![]() Kurzwellentransceiver im AmateurfunkDX Station für Kurzwelle Im Rahmen des Amateurfunkbetriebs ist es für viele Funkamateure von besonderem Reiz ihre Aussendungen im Bereich der Kurzwelle von 1,8 bis 29 MHz auszuüben. So sind insbesondere die klassischen Amateurfunkbänder wie 160, 80, 40, 20 ,15 und 10 Meter viel von den Amateurfunkern belegt. In den WARC-Bändern bei 10, 18 und 24 MHz findet der Radioamateur ebenfalls gute Ausbreitungsbedingungen für weltweite Funkverbindngen vor. Wer als Funkamateur Platz und die Möglichkeit hat entsprechend resonante Sende - und Empfangsantennen aufzubauen - sollte sich nicht scheuen einen passenden Kurzwellentransceiver zuzulegen. Neben einer umfangreichen Gebrauchtmarktszene gibt es auch einige kostengünstige Kurzwellengeräte in der Sektion der Mittelklasse, die sich im alltäglichen Funkbetrieb durchaus bewähren können und von ihren Empfängereigenschaften als DX-tauglich bezeichnet werden können.

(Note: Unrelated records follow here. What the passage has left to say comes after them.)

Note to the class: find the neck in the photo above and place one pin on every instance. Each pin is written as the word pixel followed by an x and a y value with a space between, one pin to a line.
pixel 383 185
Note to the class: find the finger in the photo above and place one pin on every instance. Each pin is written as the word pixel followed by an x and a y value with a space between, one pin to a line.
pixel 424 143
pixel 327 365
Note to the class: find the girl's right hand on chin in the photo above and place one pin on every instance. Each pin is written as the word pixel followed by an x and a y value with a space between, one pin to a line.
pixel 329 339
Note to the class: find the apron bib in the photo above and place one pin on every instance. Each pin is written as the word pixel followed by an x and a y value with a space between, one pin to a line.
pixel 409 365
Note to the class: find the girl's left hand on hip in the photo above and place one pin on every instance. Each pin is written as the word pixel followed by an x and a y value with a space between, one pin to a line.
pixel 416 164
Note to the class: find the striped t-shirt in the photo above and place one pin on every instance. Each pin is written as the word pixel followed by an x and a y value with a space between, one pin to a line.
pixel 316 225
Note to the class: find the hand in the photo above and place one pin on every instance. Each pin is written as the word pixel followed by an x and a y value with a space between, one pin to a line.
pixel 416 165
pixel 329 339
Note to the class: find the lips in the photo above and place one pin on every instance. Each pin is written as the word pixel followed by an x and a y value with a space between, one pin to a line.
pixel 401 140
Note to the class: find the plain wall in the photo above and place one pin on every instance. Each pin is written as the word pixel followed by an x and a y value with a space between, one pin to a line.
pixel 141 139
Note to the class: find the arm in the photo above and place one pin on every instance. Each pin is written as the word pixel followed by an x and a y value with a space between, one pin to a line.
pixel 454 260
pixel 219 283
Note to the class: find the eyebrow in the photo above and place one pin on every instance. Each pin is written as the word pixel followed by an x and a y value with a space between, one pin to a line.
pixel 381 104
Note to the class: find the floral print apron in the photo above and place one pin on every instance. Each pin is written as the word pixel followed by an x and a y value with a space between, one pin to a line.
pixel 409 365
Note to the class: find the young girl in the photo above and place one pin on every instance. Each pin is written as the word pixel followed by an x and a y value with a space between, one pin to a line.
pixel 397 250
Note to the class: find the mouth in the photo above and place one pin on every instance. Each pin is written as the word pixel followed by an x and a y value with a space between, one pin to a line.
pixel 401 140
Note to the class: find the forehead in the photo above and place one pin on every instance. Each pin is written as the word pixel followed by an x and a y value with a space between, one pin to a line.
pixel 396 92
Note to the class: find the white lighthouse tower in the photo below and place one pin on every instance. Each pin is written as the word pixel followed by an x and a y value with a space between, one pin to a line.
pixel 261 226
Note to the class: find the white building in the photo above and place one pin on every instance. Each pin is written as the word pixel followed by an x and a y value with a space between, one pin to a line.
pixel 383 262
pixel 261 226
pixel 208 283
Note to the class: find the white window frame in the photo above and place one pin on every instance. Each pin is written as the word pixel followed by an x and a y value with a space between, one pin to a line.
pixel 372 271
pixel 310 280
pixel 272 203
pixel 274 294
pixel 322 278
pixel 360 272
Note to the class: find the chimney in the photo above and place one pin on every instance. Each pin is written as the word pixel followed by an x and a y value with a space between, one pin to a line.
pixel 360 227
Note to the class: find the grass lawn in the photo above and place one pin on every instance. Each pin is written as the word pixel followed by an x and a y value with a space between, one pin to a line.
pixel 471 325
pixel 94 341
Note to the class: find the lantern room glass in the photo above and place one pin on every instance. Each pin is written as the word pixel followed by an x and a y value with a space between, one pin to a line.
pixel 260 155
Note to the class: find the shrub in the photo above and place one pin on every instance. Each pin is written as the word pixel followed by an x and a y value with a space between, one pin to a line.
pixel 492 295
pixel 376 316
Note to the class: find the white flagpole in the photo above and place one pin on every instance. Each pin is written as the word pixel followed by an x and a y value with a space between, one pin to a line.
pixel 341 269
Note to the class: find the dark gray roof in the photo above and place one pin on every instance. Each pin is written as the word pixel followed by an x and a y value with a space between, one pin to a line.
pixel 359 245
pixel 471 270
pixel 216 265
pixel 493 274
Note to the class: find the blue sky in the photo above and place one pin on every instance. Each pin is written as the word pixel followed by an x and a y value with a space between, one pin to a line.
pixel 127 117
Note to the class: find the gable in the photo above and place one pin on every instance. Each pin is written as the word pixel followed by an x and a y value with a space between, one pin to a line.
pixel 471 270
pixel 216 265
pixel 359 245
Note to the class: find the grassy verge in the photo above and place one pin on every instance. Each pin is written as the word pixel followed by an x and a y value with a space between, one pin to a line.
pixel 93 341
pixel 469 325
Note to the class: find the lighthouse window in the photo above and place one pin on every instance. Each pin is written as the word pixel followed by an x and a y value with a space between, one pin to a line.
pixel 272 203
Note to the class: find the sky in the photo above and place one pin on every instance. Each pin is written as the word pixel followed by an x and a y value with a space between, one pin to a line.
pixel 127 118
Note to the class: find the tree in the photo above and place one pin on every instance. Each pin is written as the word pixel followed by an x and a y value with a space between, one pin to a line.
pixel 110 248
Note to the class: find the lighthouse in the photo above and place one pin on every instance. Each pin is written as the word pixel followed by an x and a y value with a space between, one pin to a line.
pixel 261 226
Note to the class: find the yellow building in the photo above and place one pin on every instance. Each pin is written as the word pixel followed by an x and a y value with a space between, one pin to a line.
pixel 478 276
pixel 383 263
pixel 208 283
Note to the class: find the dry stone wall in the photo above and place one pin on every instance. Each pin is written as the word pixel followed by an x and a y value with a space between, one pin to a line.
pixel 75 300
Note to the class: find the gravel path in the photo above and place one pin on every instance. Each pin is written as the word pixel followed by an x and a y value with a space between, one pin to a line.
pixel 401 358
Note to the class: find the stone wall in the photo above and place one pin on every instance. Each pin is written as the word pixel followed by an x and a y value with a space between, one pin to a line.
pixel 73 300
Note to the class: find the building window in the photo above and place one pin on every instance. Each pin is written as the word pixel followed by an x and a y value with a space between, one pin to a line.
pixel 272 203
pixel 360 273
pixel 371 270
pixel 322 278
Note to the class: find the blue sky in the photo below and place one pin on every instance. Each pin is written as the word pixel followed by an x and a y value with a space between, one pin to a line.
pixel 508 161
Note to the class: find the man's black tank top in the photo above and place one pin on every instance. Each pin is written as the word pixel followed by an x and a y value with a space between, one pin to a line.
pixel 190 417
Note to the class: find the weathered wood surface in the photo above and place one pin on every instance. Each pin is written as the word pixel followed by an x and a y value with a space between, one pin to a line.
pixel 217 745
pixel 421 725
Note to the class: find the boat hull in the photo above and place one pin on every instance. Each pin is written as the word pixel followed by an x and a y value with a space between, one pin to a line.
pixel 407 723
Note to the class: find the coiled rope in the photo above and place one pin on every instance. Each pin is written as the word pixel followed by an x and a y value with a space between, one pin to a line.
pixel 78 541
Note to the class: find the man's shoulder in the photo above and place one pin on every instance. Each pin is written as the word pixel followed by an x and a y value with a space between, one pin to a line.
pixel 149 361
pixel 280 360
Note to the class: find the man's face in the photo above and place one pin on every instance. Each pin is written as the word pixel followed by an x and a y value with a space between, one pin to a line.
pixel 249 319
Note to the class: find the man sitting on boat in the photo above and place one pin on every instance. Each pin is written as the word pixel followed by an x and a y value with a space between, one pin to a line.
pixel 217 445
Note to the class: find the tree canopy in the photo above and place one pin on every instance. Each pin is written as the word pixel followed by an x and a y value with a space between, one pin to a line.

Modern Signalverarbeitungswege über digitale Signalprozessoren (DSP Technik) tragen ferner dazu bei, dass empfangs- und sendeseitige Nutzsignal dieser Funkgeräte für eine gute Verständigung aufzubereiten. Bei richtiger Bedienung der Funkanlage unter Anwendung einer sinnvollen und fairen Betriebstechnik ist es mit solch einer technischen Ausrüstung möglich weltweite Funkverbindungen tätigen zu können.
Einfache Drahtantennen - die über ein Antennenanpassgerät (Matchbox) auf den Eingang des Transceivers abgestimmt werden eignen sich bei guten Ausbreitungsbedingungen auf Kurzwelle für viele internationale Funkverbindungen. Voraussetzung für einen guten Wirkungsgrand solch einer Drahtantenne - insbesondere wenn es sich nicht um einen Dipol handelt - ist ein gutes Erdnetz oder besser eine gut realisierte Stationserde (Erdung).